Aural Sculptors - The Stranglers Live 1976 to the Present

Welcome to Aural Sculptors, a blog aimed at bringing the music of The Stranglers to as wide an audience as possible. Whilst all of the various members of the band that have passed through the ranks since 1974 are accomplished studio musicians, it is on stage where the band have for me had their biggest impact.

As a collector of their live recordings for many years I want to share some of the better quality material with other fans. By selecting the higher quality recordings I hope to present The Stranglers in the best possible light for the benefit of those less familiar with their material than the hardcore fan.

Needless to say, this site will steer well clear of any officially released material. As well as live gigs, I will post demos, radio interviews and anything else that I feel may be of interest.

In addition, occasionally I will post material by other bands, related or otherwise, that mean a lot to me.

Your comments and/or contributions are most welcome. Please email me at

Sunday, 10 May 2020

The Ruts Hit The Rocks in 1980

It was my good lockdown fortune recently to discover some scanned copies of Record Mirror, a now defunct publication that was for many years one of a quartet of weekly music papers that kept British music lovers abreast of all that needed to be known.

These music papers chronicled the music related highs and lows that were such a big part of many teenagers lives. The story of Malcolm Owen, charismatic frontman of The Ruts, certainly filled the bill of a low during the spring and summer months of 1980.

The band had been through a tumultuous 1979, during which a series of blistering singes had catapulted the band into the punk big league. High profile gigs (some now of legend) supporting The Damned, followed by their own headline dates boded extremely well for the band. However, the euphoria felt by The Ruts in that closing year of the decade was short lived. It was just months into the new decade that trouble hit the quartet. Malcolm had succumbed to the fatal escapist opportunities offered by heroin. The habit made him withdraw from the company of his fellow Ruts, even whilst on tour, dates being cancelled in the end as the drug use exacerbated perennial throat problems.... a disaster for any lead singer. The capacity for the band to function in a way that allowed them to capitalise on the success of the previous 12 months work was seriously stalled.

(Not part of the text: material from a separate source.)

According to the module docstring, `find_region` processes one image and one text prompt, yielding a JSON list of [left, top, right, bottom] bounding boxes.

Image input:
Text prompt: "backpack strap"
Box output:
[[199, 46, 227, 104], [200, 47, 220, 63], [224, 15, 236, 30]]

Eventually Malcolm, openly spoke about his drug dependence (a very open secret at this point in time), coming clean (no pun intended) about his own personal  problems. This article appeared in the 31st May 1980 issue of Record Mirror. In it Malcolm acknowledges the problems associated with that particular drug and its potential to ruin many other young people's lives. If anything the tone is positive and the journalist talks within the piece of new music from the band.